Nowe obiekty, oznaczone jako ULAS J0744+25 i ULAS J0015+01, są o ponad 50 procent dalej, niż jakikolwiek znany wcześniej obiekt Drogi Mlecznej. To tylko trzy razy bliżej, niż słynna galaktyka Adromedy. "Odległość do tych dwóch gwiazd jest trudna do wyobrażenia" - mówi główny autor pracy, opublikowanej w czasopiśmie "Astrophysical Journal Letters", John Bochanski z Haverford College w Pennsylwanii - "Kiedy obserwowane dziś przez nas światło opuszczało tę drugą gwiazdę, nasi przodkowie na Ziemi dopiero uczyli się, jak rozpalać ogień".

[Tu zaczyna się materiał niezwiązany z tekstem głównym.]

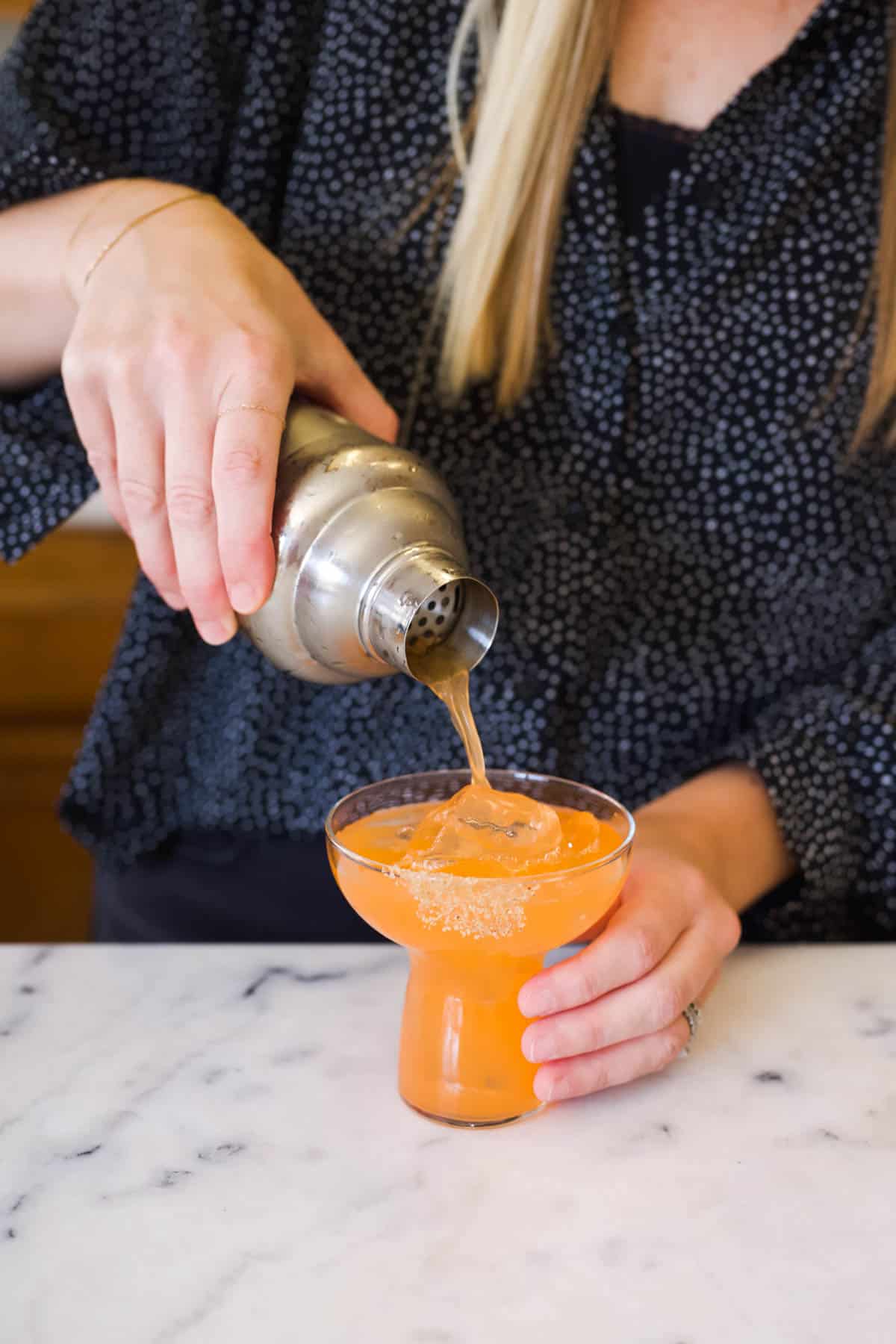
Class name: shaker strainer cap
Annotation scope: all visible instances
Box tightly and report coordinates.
[361,546,498,684]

Do tej pory astronomowie wiedzieli, że rozproszona otoczka gwiazd wokół naszej galaktyki może rozciągać się na co najmniej 500 tysięcy lat świetlnych, nie znali jednak jej dokładnych rozmiarów. Postanowili zbadać to, poszukując gwiazd zwanych zimnymi czerwonymi olbrzymami. Gwiazdy te występują znacznie rzadziej, niż powszechne w naszej galaktyce czerwone karły, są od nich jednak nawet 10 tysięcy razy jaśniejsze, co sprawia, że można je dostrzec ze znacznie większej odległości. Bochanski przyrównuje to jednak do poszukiwania igły w stogu siana, stogu składającym się z milionów czerwonych karłów.

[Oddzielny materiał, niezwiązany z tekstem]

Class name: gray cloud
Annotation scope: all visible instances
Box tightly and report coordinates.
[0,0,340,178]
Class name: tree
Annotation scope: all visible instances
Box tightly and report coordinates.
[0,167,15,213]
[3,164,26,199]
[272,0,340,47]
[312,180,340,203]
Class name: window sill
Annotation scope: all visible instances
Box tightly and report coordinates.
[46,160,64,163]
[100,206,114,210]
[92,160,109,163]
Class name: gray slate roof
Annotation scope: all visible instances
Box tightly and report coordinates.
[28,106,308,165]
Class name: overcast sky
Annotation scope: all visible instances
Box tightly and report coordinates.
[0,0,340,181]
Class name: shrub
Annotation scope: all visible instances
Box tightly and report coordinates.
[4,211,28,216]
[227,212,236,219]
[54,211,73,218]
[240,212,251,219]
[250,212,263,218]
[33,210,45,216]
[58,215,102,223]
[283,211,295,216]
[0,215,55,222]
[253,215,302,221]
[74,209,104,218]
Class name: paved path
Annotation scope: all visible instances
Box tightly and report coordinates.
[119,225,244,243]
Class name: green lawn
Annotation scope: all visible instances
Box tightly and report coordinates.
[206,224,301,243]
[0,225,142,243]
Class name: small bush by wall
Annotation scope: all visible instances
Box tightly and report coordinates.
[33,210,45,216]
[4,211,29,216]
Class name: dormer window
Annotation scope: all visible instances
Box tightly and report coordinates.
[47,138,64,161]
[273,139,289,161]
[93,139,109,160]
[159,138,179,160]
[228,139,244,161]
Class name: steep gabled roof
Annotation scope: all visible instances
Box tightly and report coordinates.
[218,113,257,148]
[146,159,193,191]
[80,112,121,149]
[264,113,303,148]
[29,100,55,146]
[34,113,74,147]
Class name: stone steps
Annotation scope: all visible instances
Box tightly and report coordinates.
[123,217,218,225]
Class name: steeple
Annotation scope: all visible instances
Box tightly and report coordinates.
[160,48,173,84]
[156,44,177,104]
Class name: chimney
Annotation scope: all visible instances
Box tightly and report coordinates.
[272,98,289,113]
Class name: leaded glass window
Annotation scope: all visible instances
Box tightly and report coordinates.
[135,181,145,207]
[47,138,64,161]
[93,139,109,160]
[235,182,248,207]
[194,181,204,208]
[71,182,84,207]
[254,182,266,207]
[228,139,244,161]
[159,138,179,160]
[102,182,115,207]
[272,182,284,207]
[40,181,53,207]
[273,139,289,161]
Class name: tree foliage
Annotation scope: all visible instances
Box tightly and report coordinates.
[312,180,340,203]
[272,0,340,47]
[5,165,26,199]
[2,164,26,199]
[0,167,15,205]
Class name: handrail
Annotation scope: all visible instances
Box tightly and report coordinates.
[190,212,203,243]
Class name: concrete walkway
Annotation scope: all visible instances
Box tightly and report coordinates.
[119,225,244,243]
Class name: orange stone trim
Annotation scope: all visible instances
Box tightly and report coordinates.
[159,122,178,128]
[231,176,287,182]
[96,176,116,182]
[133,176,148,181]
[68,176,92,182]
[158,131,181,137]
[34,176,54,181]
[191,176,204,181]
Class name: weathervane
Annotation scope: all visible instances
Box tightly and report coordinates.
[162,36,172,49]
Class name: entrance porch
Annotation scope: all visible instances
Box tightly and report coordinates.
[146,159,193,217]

Zespół dokonał odkrycia podczas analizy obrazów, zebranych przez pracujące w podczerwieni teleskopy na Hawajach i w Nowym Meksyku. Istnienie ULAS J0744+25 i ULAS J0015+01 potwierdziły dane spektroskopowe, zebrane przez 6,5-metrowy teleskop w Obserwatorim MMT w Arizonie.

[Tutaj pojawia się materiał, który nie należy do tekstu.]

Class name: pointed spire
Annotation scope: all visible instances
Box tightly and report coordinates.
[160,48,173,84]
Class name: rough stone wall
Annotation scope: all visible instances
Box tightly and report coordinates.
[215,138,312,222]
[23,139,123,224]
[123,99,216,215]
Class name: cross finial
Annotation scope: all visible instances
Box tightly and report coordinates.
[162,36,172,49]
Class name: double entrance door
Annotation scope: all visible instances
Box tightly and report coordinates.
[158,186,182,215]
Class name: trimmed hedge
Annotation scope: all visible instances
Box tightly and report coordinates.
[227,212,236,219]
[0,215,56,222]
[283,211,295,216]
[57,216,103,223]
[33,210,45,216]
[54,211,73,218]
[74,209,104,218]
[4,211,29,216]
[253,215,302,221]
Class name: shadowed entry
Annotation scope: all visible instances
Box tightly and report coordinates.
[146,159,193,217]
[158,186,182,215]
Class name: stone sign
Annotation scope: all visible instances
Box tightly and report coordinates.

Nowe wyniki mogą pomóc w lepszym rozumieniu procesów powstawania i rozwoju naszej galaktyki. Jak pisze portal Space.com, badacze są przekonani, że odkryte gwiazdy to najjaśniejsze przedstawicielki gwiazd pozostałych po okresie tworzenia Drogi Mlecznej. Jeśli dalsze obserwacje pokażą, że w zewnętrznym obszarze otoczki jest ich dużo więcej, modele ewolucji naszej galaktyki, trzeba będzie przemyśleć od nowa.